Anneler gününün kutlandığı bir ayda, böyle bir yazıyı kaleme almak çok da düşündürücü olmadı benim için. Okuyanların duygusallaşmasını değil, aksine biraz daha kendine gelmesini diliyorum sanırım. Her yazı, kişinin biyografisinin bir parçasıdır, bu yazıysa, benim “kadın”lıktan ne anla(yama)dığımdır. Yazıda hem kadınlar, hem erkekler için genelleme yapıldığından, sözüm meclisten dışarı, diyorum ve yazıyı kimsenin kolay kolay üstüne alınmamasını rica ediyorum…Son zamanlarda sadece kadınların üye olduğu bir forumu takip ettiğimden ve etrafımda olup bitenlerden olsa gerek, şu “kadın olmak” meselesine oldukça takılmış bulunmaktayım. Eğer bu insanların hayal gücü yeterince yüksek değilse, duyduklarım ve okuduklarım akıl almaz boyutlara ulaşmış durumda. Evliliğinin ilk aylarında aldatılan ve bunu fark ettiği için eşinden dayak yiyen, çocuğu lösemi olduğunda sadece onunla ilgilendiğinden  eşi tarafından terk edilen, eşinin annesi ve kız kardeşlerinden hayal bile edilemeyecek şekilde ezilen kadınlar tanıyorum. Bununla birlikte hem evde,  hem de iş yerinde kendini parçalarcasına çalışan kadından, kim, hala ne istiyor, anlamıyorum…

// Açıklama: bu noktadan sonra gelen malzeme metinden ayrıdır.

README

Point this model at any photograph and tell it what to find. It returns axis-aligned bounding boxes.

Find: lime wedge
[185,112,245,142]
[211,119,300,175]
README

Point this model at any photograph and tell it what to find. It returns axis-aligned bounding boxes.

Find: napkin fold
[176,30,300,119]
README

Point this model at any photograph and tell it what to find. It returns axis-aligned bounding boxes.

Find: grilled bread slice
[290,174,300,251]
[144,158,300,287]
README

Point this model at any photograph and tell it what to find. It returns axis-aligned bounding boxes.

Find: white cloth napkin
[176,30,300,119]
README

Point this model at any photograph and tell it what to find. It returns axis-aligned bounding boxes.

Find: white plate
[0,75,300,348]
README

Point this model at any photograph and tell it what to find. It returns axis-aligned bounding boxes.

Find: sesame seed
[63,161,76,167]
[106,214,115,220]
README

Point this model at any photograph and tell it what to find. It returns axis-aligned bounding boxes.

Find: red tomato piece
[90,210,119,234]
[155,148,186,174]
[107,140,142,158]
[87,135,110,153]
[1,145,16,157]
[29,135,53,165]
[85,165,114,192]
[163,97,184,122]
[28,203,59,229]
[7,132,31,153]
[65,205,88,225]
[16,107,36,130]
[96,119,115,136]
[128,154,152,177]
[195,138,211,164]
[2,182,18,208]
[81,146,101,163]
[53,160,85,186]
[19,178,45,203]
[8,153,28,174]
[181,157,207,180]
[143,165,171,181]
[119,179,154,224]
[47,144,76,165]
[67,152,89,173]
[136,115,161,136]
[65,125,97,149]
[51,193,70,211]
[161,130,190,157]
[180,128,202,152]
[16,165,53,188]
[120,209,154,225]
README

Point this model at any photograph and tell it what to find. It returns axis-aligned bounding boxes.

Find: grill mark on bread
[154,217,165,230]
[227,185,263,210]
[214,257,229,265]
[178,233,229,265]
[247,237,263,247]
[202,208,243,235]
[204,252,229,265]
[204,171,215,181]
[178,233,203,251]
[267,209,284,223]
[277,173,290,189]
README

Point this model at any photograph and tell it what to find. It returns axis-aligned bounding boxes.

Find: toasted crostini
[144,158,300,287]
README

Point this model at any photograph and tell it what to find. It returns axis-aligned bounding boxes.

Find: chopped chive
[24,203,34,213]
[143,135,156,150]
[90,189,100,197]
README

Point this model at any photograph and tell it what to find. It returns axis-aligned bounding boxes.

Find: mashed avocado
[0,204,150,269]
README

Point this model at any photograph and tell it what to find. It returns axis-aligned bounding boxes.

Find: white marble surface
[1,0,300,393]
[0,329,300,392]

Kadınlar üzerinde erkekler tarafından oluşturulan baskı, Türkiye’de hukuki açıdan da güvence altına alınmış durumda. Bir kadın evlendiğinde, sadece evlenmeden önceki soyadını kullanmaya devam edemiyor, illa ki kullanmak istiyorsa, eşinin soyadıyla birlikte kendi soyadını da kullanabiliyor. Yani yıllarca o soyadla okumuş, dirsek çürütmüş, çalışırken saçları dökülmüş, her yeni yaşını ailesinin bin bir emeğiyle yaşamış bir kadın, evlenerek bir anda “soy” değiştiriveriyor ve ismi değişiyor. Daha da ilginç olan şu ki, bir kadın bu “hak”tan, sadece bir defa yararlanabiliyor. Bunu saçma bulan ve sadece kendi soyadını kullanmakta direnen kadın ise, hakkını AİHM’nde aramak zorunda kalıyor.

Çalışma ortamında ise durum daha da kötü. Bekar bir kadın işe alınırken, evlenirken veya çocuk doğurduğunda kullanacağı izinler ve bu  süreçte yaşanacak performans düşüşü önceden tasarlanıp, anlaşma koşulları belirleniyor ve böylece kadın bu işi gerçekten istiyorsa, özel hayatını da işverenin insaf(sızlığ-)ına  teslim  etmiş  oluyor.  Kadınların  bir  çoğu,  emzirme  hakkına sahip olduklarını bilmelerine rağmen, işlerinden olmamak için bu hakkı kullanmamaya göz yumuyorlar.

Aileler, özellikle Türkiye’de, kızları okuyacaksa, öğretmen olmalarını öneriyor. Çünkü öğretmenler okula belirli saatlerde gidiyor, düzenli bir maaşları ve düzenli bir sosyal hayatları oluyor. Aileler bunu söylerken, çocuğun yeteneklerini, ilgi alanlarını ve ilerde nasıl bir hayata sahip olmak istediğini düşünmeden hareket ediyor. Haksız da sayılmazlar; çünkü bizim ülkemizde “yaşamak”, çoğu zaman karnı tok, sırtı pek olmaktan ibaret sayılıyor. Yani Türkiye’de, bir kadın için ideal olan meslek, ne doktorluk, ne mühendislik, ne avukatlık… Çünkü kadının ilk ve en önemli görevi, evine ve eşine karşı sorumluluklarını yerine getirmek ve çocuklarını büyütmek oluyor. Kadın, ideal olmayan meslekleri edindiğinde, asıl görevlerine yeterince zaman ayıramıyor. Birey olmadan, birey yetiştirmenin imkansızlığını ise kimse düşünmüyor.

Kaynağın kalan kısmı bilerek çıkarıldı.